3. Barplot of the means
Time to call on ggplot2! One has a choice between using qplot( ) or ggplot( ) to build up a plot, but qplot is the easier. We map the mean to y, the group indicator to x and the variable to the fill of the bar. The bar geometry defaults to counting values to make a histogram, so we need to tell use the y values provided. That’s what setting stat= to ”identity” is good for. To make the bars stand grouped next to each other instead of stacking, we tell set position=.

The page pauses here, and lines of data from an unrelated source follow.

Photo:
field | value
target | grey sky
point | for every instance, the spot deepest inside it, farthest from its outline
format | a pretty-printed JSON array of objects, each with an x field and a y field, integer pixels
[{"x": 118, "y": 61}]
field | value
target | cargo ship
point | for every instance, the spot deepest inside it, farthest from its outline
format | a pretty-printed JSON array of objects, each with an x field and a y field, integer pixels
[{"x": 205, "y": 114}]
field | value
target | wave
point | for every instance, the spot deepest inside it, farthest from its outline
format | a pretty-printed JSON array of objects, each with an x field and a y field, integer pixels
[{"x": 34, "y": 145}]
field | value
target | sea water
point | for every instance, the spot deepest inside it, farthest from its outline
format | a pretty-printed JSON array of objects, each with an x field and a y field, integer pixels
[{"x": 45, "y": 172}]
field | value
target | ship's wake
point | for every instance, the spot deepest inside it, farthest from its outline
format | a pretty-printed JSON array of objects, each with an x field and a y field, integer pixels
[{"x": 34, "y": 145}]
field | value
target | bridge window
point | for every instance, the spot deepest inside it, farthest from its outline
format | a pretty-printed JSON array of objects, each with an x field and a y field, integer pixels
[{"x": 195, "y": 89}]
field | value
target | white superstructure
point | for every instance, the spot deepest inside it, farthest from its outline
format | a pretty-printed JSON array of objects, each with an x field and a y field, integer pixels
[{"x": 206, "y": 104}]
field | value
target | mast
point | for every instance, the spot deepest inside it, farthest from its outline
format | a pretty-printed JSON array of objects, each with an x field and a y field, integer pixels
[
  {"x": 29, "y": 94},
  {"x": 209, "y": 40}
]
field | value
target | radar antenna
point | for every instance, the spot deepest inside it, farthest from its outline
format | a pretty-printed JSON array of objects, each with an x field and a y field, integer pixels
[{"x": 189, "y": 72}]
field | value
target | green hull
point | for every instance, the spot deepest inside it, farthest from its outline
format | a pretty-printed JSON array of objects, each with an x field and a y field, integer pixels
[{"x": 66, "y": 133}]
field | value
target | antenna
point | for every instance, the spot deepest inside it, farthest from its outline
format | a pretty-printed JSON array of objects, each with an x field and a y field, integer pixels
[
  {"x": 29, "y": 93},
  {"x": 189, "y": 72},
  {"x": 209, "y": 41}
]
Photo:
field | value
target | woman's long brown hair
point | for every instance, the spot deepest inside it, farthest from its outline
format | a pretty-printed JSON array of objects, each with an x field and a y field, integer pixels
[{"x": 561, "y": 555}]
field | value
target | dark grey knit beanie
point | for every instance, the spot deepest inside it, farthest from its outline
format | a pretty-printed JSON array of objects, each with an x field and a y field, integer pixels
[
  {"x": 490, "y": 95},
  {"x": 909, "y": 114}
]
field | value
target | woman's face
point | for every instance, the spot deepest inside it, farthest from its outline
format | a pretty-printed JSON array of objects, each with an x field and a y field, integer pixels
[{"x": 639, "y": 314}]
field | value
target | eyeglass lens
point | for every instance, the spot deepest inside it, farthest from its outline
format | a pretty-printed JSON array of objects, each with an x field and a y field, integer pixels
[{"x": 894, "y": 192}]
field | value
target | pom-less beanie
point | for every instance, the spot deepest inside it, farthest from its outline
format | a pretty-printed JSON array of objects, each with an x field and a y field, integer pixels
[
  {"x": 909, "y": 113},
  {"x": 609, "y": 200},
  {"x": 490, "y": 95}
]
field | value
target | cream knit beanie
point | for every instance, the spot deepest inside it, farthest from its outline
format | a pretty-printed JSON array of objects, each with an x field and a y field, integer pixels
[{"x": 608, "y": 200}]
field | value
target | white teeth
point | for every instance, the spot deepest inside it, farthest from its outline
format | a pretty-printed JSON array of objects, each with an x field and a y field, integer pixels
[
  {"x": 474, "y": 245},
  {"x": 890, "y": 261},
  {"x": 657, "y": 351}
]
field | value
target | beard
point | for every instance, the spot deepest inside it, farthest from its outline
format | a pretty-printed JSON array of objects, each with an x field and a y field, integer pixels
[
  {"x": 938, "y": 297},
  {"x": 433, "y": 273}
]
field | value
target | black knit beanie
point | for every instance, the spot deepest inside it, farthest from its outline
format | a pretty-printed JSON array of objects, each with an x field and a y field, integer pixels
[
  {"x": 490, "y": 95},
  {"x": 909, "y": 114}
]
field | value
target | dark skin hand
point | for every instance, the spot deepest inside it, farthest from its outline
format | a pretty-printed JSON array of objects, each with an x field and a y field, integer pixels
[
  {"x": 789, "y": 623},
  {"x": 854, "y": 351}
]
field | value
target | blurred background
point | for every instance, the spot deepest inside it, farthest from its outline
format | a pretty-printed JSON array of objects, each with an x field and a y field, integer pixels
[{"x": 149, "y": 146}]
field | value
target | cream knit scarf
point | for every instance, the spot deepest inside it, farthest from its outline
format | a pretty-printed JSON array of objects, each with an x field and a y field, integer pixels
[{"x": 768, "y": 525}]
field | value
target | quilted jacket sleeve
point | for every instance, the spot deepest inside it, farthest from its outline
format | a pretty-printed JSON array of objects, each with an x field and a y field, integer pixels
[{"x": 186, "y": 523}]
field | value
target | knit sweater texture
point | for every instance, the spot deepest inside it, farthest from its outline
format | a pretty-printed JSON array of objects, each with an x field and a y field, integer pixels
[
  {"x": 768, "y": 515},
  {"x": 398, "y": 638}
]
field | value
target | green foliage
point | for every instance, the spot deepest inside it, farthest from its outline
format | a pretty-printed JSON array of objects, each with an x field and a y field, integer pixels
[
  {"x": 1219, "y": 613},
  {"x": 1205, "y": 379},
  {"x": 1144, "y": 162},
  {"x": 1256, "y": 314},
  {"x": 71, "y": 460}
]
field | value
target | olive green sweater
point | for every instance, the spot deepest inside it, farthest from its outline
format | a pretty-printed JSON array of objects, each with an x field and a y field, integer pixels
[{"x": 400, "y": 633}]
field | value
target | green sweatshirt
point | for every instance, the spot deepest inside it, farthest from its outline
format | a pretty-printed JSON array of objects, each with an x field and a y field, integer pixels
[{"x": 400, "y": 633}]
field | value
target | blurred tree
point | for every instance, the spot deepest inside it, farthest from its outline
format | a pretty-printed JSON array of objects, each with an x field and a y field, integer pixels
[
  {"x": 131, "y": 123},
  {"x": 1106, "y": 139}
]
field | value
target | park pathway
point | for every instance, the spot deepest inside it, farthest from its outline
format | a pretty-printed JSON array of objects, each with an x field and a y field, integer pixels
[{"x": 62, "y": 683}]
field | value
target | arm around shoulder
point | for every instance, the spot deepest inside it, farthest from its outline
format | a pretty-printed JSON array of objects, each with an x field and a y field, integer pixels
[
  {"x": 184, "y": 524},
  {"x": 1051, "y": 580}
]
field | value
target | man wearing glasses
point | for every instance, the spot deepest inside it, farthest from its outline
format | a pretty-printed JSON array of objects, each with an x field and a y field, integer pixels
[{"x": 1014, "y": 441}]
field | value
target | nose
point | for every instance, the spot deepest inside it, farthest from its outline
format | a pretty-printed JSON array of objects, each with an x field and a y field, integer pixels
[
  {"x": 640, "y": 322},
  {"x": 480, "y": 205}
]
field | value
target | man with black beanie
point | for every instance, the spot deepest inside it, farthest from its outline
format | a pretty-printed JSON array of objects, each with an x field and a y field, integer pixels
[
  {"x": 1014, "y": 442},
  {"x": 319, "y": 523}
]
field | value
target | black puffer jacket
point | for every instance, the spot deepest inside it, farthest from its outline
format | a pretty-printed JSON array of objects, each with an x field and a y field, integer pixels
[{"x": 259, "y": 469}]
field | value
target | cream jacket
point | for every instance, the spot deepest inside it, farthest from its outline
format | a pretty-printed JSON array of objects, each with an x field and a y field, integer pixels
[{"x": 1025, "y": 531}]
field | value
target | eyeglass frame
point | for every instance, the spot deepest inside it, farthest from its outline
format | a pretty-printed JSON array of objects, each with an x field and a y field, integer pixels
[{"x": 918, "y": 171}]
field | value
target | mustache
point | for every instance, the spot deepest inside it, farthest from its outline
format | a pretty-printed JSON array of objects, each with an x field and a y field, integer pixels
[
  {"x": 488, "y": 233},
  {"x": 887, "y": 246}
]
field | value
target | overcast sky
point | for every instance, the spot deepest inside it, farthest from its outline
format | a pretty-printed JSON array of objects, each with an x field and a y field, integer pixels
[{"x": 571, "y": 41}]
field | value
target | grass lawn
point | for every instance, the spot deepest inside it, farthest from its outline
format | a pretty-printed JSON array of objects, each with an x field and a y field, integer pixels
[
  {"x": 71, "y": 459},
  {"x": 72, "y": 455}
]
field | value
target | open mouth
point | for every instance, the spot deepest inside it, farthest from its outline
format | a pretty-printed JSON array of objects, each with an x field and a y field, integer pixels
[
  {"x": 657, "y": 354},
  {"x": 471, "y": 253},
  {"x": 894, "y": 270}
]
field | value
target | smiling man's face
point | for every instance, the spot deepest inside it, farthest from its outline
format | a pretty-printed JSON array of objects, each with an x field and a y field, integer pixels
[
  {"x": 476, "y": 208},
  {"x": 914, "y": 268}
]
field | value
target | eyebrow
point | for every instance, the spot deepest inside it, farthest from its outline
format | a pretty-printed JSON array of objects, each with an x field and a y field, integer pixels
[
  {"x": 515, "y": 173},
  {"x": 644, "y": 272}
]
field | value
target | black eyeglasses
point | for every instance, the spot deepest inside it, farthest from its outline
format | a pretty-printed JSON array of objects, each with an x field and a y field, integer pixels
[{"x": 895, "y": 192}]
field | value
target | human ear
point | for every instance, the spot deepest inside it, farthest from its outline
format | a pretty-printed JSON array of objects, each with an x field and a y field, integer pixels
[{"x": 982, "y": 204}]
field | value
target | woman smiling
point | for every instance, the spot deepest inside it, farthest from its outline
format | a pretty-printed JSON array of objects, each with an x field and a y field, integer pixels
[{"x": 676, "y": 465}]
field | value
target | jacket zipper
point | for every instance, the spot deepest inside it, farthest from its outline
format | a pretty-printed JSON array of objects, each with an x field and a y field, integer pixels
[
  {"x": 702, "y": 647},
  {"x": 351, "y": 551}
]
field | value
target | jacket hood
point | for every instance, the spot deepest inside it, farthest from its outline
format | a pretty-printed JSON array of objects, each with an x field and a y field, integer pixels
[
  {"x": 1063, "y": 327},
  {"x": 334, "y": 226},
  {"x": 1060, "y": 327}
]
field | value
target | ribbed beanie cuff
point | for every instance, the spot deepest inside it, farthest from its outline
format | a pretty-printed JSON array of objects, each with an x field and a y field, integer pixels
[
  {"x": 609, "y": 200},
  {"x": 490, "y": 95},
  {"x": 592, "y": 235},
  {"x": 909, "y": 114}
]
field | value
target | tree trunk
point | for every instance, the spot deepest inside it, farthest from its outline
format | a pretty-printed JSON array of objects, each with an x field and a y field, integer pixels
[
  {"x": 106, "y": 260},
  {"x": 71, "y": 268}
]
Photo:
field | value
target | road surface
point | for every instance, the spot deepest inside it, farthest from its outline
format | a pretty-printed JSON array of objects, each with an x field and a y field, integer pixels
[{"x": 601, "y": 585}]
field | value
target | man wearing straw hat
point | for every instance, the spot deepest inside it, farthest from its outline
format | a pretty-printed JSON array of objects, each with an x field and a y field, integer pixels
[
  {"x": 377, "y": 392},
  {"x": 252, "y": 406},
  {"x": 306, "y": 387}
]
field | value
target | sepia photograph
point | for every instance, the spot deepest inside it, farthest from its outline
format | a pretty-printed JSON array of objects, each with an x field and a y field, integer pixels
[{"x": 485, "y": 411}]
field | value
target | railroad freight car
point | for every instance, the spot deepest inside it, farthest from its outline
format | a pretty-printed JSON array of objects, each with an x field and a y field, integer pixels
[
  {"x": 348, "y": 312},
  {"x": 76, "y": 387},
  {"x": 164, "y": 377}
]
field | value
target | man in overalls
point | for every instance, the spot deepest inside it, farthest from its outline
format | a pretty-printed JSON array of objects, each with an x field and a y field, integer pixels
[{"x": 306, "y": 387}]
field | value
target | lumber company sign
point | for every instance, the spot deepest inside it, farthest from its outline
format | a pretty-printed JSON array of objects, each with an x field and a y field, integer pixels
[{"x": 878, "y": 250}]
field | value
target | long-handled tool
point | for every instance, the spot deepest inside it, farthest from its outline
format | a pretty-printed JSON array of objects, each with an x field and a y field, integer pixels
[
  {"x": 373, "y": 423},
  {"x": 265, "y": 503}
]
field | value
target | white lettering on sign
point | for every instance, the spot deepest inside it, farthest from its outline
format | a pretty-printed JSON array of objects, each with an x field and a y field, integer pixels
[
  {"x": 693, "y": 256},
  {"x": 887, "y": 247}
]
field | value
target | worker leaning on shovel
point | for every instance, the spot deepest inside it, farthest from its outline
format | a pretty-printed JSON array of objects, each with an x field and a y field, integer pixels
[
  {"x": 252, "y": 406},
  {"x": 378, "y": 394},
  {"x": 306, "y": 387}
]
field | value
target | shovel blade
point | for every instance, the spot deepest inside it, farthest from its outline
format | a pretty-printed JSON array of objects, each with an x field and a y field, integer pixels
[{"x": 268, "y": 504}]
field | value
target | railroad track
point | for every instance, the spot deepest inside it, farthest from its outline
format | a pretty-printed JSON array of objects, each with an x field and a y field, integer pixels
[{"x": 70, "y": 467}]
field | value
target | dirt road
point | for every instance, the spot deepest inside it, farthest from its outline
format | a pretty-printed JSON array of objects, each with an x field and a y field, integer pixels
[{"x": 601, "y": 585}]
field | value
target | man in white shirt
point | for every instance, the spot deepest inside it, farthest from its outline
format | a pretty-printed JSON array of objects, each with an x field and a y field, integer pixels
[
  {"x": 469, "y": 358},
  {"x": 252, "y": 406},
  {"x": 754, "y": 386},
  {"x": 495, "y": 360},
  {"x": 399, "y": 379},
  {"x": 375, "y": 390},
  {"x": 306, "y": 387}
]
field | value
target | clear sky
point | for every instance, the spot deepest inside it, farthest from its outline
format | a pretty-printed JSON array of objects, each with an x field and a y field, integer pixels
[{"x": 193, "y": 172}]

means.barplot <- qplot(x=group, y=mean, fill=variable, data=means, geom="bar", stat="identity", position="dodge")
4. Standard error of the mean
Some people can argue for hours about error bars. In some cases you will want other types of error bars. Maybe the inferences come from a hierarchical model where the standard errors are partially pooled. Maybe you’re dealing with some type of generalised linear model or a model made with transformed data. See my R tutorial for a simple example with anova. The point is that from the perspective of ggplot2 input to the error bars is data, just like anything else, and we can use the full arsenal of R tools to create them.
means.sem <- ddply(melted, c("group", "variable"), summarise, mean=mean(value), sem=sd(value)/sqrt(length(value))) means.sem <- transform(means.sem, lower=mean-sem, upper=mean+sem)
First, we add a standard error calculation to the ddply call. The transform function adds colums to a data frame; we use it to calculate the upper and lower limit to the error bars (+/- 1 SEM). Then back to ggplot2! We add a geom_errorbar layer with the addition operator. This reveals some of the underlying non-qplot syntax of ggplot2. The mappings are wrapped in the aes( ), aesthetics, function and the other settings to the layer are regular arguments. The data argument is the data frame with interval limits that we made above. The only part of this I don’t like is the position_dodge call. What it does is nudge the error bars to the side so that they line up with the bars. If you know a better way to get this behaviour without setting a constant, please write me a comment!
means.barplot + geom_errorbar(aes(ymax=upper, ymin=lower), position=position_dodge(0.9), data=means.sem)
Does this seem like a lot of code? If we look at the actual script and disregard the data simulation part, I don’t think it’s actually that much. And if you make this type of barplot often, you can package this up into a function.